Cookware made with scrap metal contaminates food

Aluminum cookware made from scrap metal in countries around the world poses a serious and previously unrecognized health risk to millions of people according to a new study. The highest levels were found in cookware from Vietnam including one pot that released 2,800 times more lead than California’s Maximum Allowable Dose Level (MADL) of 0.5 micrograms per day.

Researchers at Ashland University and Occupational Knowledge International tested 42 samples of aluminum cookware made in 10 developing countries and more than one-third pose a lead exposure hazard. The cookware also released significant levels of aluminum, arsenic and cadmium.
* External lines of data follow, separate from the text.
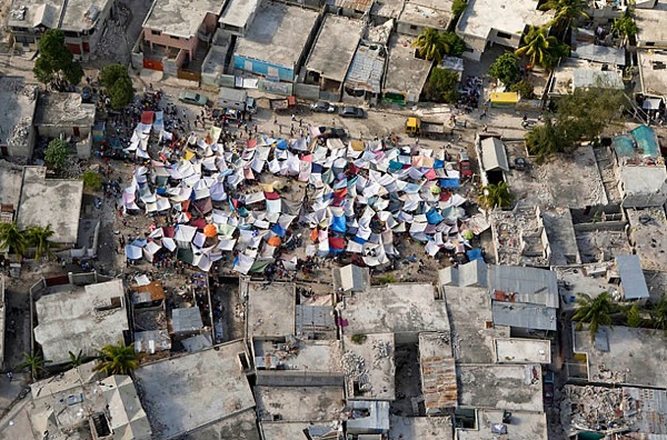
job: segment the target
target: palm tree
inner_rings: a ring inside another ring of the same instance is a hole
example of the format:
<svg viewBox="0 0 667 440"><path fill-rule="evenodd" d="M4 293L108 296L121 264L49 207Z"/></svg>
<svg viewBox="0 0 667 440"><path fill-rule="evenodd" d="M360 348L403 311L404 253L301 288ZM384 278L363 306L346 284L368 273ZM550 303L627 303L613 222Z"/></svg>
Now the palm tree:
<svg viewBox="0 0 667 440"><path fill-rule="evenodd" d="M39 379L40 373L47 372L44 368L47 363L51 361L44 360L44 358L39 353L28 353L23 351L23 362L17 366L17 369L23 370L26 368L30 368L30 374L32 374L32 380Z"/></svg>
<svg viewBox="0 0 667 440"><path fill-rule="evenodd" d="M94 371L107 374L128 374L139 367L140 356L135 352L135 343L126 346L118 341L117 346L107 344L98 350L100 362L94 366Z"/></svg>
<svg viewBox="0 0 667 440"><path fill-rule="evenodd" d="M653 327L667 332L667 297L665 294L650 309L649 316Z"/></svg>
<svg viewBox="0 0 667 440"><path fill-rule="evenodd" d="M481 191L479 202L486 209L507 208L514 202L514 196L509 192L507 182L487 184Z"/></svg>
<svg viewBox="0 0 667 440"><path fill-rule="evenodd" d="M10 252L13 250L20 260L21 256L26 253L26 237L19 230L16 221L0 223L0 248L8 249Z"/></svg>
<svg viewBox="0 0 667 440"><path fill-rule="evenodd" d="M446 53L446 46L442 34L435 29L426 28L419 37L412 42L412 47L419 50L419 56L428 61L440 63Z"/></svg>
<svg viewBox="0 0 667 440"><path fill-rule="evenodd" d="M595 334L604 326L611 326L611 313L618 310L614 298L608 292L601 292L593 299L587 293L577 293L578 309L573 316L573 321L577 322L577 331L588 323L588 334L590 340L595 341Z"/></svg>
<svg viewBox="0 0 667 440"><path fill-rule="evenodd" d="M560 36L565 36L565 32L575 21L588 18L588 13L586 13L586 9L588 9L587 0L547 0L539 9L555 12L551 24L556 26Z"/></svg>
<svg viewBox="0 0 667 440"><path fill-rule="evenodd" d="M46 227L30 226L28 227L27 233L28 243L37 248L37 250L34 251L36 261L44 254L49 257L53 256L53 252L51 252L51 246L53 243L49 239L53 236L54 232L51 229L50 223Z"/></svg>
This cookware is common throughout Africa and Asia and is made from recycled scrap metal including auto and computer parts, cans and other industrial debris.

The study, “Metal exposures from aluminum cookware: An unrecognized public health risk in developing countries,” is published in the February 2017 issue of the journal Science of the Total Environment.

There are no regulatory standards specific to lead in cookware but the World Health Organization (WHO) and the U.S. Centers for Disease Control and Prevention (CDC) have determined that there is no safe level of exposure to lead. In fact, a scientific advisory board to the CDC recommended this week to lower the blood lead action level for children to 3.5 micrograms per deciliter (μg/dL), underlining the hazard of even low level lead exposures.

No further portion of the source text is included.